I am self studying number theory from Apostol's book and struck on this particular problem (Question 3 ).
$\Gamma(1-s) $is defined for every s and $\zeta(1-s) $ can also be defined for all s . So, F(a, s) is defined for all s.
Consider the equation F(a, s) = $\Gamma(1-s) $ ... in Question (2) .
Here$ F(a, s) =O(x^{-s}$ ). It is not analytic in $\sigma \leq 1$.
$\Gamma(1-s) $ is not analytic at s=1, 2,...,n,...( n belongs to integers ) and $\zeta(1-s) $ is not analytic at s=2.
So, F(a, s) is entire as for all s as s=1, 2 ,..., n are entire .
how to prove that it is entire?
I don't have any ideas except this .
Kindly guide.
For $0<a<1$, $$\sum_{n=1}^{N}e^{2\pi ina}=\frac{e^{2i\pi a}(e^{2\pi iaN})}{e^{2i\pi a}-1}=O(1)$$ Using this when applying Abel’s summation formula shows $$\sum_{n\le x}\frac{e^{2\pi ina}}{n^s}=O(x^{-s})$$ This means $F(s)$ is a convergent Dirichlet series for $\sigma > 0$, and hence is analytic there.

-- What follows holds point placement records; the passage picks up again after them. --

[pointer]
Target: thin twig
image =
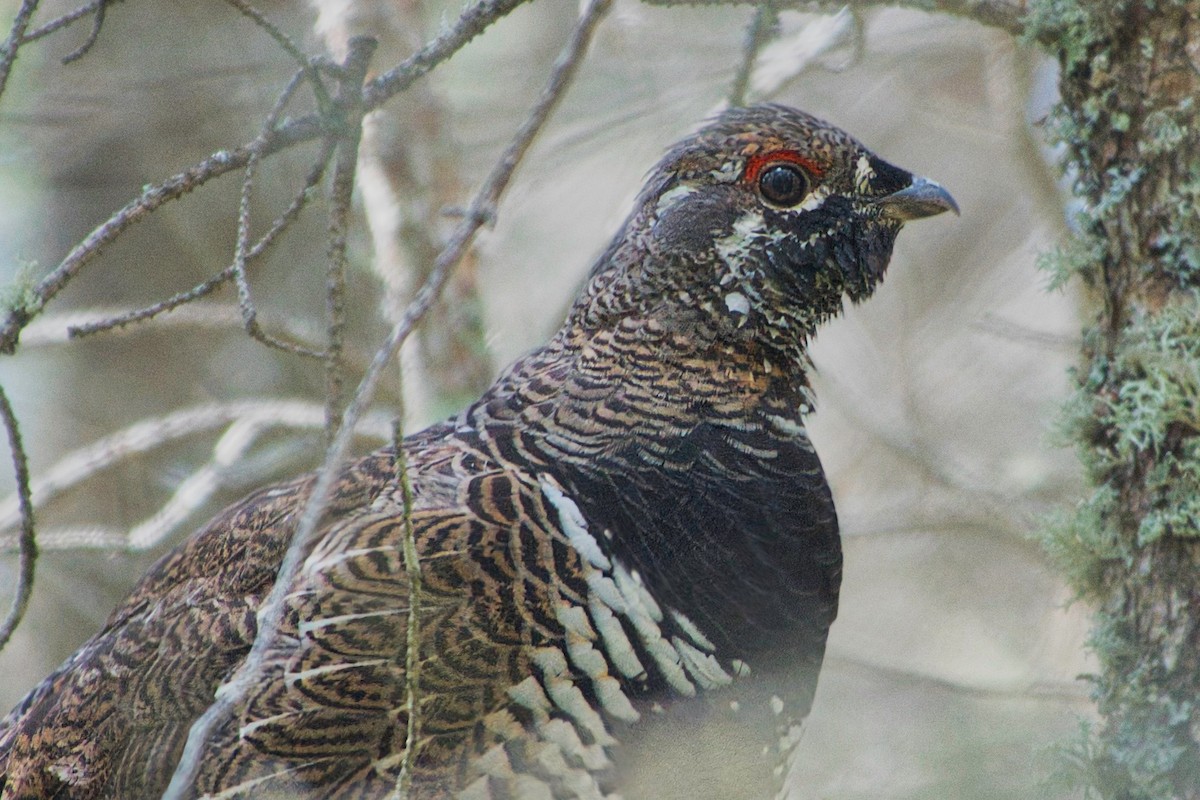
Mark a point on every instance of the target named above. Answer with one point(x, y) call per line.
point(341, 202)
point(145, 435)
point(1006, 14)
point(27, 543)
point(137, 210)
point(472, 23)
point(249, 313)
point(16, 36)
point(61, 22)
point(97, 23)
point(291, 48)
point(201, 290)
point(413, 635)
point(312, 126)
point(762, 29)
point(271, 612)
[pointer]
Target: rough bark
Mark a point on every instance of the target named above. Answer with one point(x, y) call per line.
point(1131, 78)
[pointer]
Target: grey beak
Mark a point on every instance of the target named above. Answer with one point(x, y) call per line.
point(923, 198)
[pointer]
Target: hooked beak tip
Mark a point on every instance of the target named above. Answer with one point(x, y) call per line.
point(922, 198)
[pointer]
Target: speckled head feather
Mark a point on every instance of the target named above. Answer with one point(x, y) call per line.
point(756, 227)
point(630, 516)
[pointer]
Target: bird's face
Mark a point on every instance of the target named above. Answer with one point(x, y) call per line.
point(765, 220)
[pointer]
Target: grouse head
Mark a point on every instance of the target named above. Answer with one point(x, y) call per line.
point(755, 228)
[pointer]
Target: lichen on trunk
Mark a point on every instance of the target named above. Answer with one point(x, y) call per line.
point(1128, 124)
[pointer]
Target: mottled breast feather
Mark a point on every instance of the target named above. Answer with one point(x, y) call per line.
point(629, 517)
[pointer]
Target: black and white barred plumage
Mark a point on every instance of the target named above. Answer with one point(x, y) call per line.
point(630, 513)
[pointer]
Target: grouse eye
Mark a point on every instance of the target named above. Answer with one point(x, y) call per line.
point(784, 184)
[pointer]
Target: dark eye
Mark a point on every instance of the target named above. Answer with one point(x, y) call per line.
point(784, 184)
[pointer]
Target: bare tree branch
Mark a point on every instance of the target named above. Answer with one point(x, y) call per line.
point(762, 29)
point(997, 13)
point(27, 542)
point(282, 223)
point(481, 209)
point(97, 23)
point(249, 313)
point(16, 35)
point(349, 96)
point(249, 416)
point(469, 24)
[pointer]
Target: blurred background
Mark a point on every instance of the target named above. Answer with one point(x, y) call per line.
point(952, 669)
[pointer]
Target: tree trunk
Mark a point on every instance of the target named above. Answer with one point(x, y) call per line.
point(1131, 82)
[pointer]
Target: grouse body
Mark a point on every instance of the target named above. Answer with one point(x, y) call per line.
point(631, 513)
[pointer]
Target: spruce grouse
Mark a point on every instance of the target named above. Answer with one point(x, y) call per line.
point(630, 515)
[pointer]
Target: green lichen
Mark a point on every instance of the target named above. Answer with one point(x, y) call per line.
point(21, 298)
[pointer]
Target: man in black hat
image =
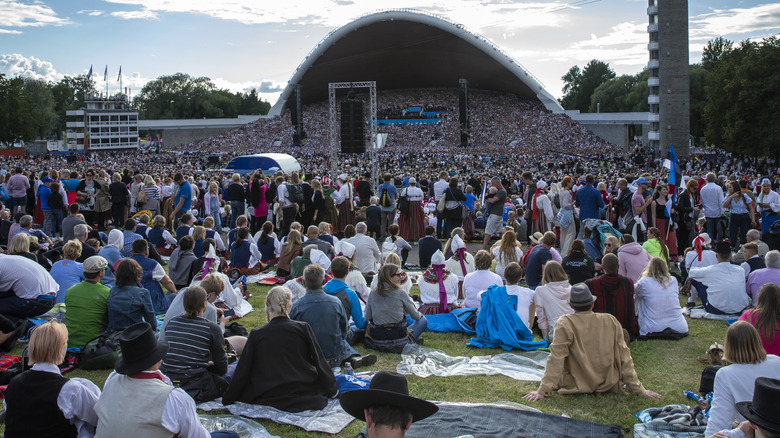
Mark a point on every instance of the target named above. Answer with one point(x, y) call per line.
point(386, 406)
point(588, 353)
point(762, 413)
point(721, 287)
point(138, 400)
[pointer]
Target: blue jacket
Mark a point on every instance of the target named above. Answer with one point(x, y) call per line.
point(327, 318)
point(589, 201)
point(333, 287)
point(498, 324)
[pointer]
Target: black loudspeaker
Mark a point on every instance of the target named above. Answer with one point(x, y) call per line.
point(463, 105)
point(352, 127)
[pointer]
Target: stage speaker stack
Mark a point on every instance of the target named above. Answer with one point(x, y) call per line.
point(352, 127)
point(463, 104)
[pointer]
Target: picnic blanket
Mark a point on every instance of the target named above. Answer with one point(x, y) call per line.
point(424, 362)
point(698, 312)
point(332, 419)
point(504, 420)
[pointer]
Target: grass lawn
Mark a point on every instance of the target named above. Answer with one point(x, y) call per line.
point(667, 367)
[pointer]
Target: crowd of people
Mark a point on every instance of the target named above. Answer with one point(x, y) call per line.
point(591, 243)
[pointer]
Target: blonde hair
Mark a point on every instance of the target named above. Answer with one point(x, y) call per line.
point(658, 269)
point(552, 272)
point(48, 343)
point(386, 280)
point(72, 249)
point(278, 302)
point(743, 344)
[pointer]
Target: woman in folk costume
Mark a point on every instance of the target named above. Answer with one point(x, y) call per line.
point(345, 203)
point(461, 262)
point(412, 223)
point(541, 210)
point(438, 287)
point(355, 279)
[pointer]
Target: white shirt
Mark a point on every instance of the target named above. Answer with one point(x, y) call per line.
point(733, 384)
point(26, 278)
point(477, 282)
point(179, 416)
point(711, 197)
point(76, 400)
point(725, 286)
point(525, 297)
point(657, 306)
point(367, 254)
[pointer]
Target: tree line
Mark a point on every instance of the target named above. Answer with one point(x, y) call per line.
point(734, 94)
point(34, 108)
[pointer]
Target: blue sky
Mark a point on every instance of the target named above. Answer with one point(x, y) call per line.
point(244, 44)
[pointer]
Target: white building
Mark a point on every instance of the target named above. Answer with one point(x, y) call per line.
point(105, 124)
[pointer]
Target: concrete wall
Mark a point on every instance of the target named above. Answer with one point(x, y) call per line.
point(674, 82)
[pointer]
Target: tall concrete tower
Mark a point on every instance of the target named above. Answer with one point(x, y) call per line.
point(669, 83)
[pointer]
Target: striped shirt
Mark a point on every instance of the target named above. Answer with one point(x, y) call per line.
point(193, 343)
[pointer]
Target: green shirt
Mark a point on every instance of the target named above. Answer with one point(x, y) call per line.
point(85, 312)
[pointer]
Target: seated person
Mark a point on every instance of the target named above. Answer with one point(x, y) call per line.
point(522, 297)
point(432, 282)
point(158, 409)
point(328, 319)
point(387, 307)
point(478, 281)
point(721, 287)
point(283, 366)
point(734, 383)
point(386, 406)
point(760, 413)
point(657, 303)
point(129, 303)
point(26, 289)
point(588, 354)
point(184, 264)
point(68, 271)
point(196, 346)
point(160, 238)
point(86, 304)
point(41, 402)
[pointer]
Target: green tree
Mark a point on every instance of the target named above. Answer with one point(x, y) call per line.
point(580, 85)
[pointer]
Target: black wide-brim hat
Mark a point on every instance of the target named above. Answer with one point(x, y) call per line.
point(764, 410)
point(140, 349)
point(386, 388)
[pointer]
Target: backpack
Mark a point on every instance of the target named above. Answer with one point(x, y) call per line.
point(384, 198)
point(295, 193)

Thus we only need to show the extended definition of $F(a, s)$ is analytic for $\sigma\le0$. Now in this region, $\Gamma(1 − s)$ is analytic everywhere and $\zeta(1 − s, ·)$ is analytic for $s\neq0$. This shows we only need to show $F(a, s)$ is analytic at $s = 0$ in order to show $F(a, s)$ is entire.

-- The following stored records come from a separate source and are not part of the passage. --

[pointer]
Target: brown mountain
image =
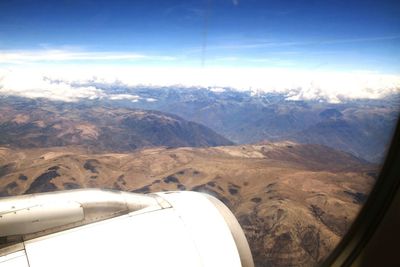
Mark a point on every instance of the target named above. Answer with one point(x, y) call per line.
point(294, 201)
point(32, 123)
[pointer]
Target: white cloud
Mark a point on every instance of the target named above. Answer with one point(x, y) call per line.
point(133, 98)
point(296, 84)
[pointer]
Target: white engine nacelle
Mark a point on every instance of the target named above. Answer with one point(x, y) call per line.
point(110, 228)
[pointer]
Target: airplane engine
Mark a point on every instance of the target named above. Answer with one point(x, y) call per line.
point(93, 227)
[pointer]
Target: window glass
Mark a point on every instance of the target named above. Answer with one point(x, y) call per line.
point(283, 110)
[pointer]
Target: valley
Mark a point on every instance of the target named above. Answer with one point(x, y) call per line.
point(293, 203)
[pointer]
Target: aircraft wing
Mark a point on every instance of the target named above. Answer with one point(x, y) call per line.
point(111, 228)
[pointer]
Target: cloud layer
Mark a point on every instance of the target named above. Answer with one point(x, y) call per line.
point(296, 84)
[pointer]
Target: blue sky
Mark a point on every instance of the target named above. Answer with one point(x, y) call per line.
point(329, 35)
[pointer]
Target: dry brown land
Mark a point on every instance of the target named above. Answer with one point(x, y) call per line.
point(294, 201)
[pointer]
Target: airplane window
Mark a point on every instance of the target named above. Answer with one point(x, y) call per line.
point(283, 110)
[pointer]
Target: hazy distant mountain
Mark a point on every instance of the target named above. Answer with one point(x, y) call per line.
point(34, 123)
point(294, 201)
point(361, 127)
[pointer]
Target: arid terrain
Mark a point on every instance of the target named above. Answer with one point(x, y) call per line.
point(294, 201)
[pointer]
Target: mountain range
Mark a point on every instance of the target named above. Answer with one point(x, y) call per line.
point(294, 201)
point(362, 127)
point(41, 123)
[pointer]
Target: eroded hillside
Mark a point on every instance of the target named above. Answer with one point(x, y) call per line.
point(293, 203)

By Theorem 12.4, $\zeta(s, a)$ has a simple pole at $s = 1$ with residue $1$. Therefore there are entire functions $R_1(s, a)$ and $R_2(s, a)$ such that $$\zeta(1-s,a)=-\frac{1}{s}+R_1(s,a)\text{ and }\zeta(1-s,1-a)=-\frac{1}{s}+R_2(s,a)$$ Substituting shows there is an entire function $R_3(s, a)$ such that \begin{align} F(a,s)&=\frac{\Gamma(1-s)}{(2\pi)^{1-s}}\bigg{\{}-\frac{e^{\pi i(1-s)/2}+e^{\pi i(s-1)/2}}{s}+R_3(s,a)\bigg{\}}\\ &=\frac{\Gamma(1-s)}{(2\pi)^{1-s}}\bigg{\{}-\frac{2\sin(\pi s/2)}{s}+R_3(s,a)\bigg{\}} \end{align} We see $F(a, s)$ has a removable singularity at $s = 0$, hence by Riemann’s theorem on removable singularities $F(a, s)$ can be extended to an analytic function at $s = 0$.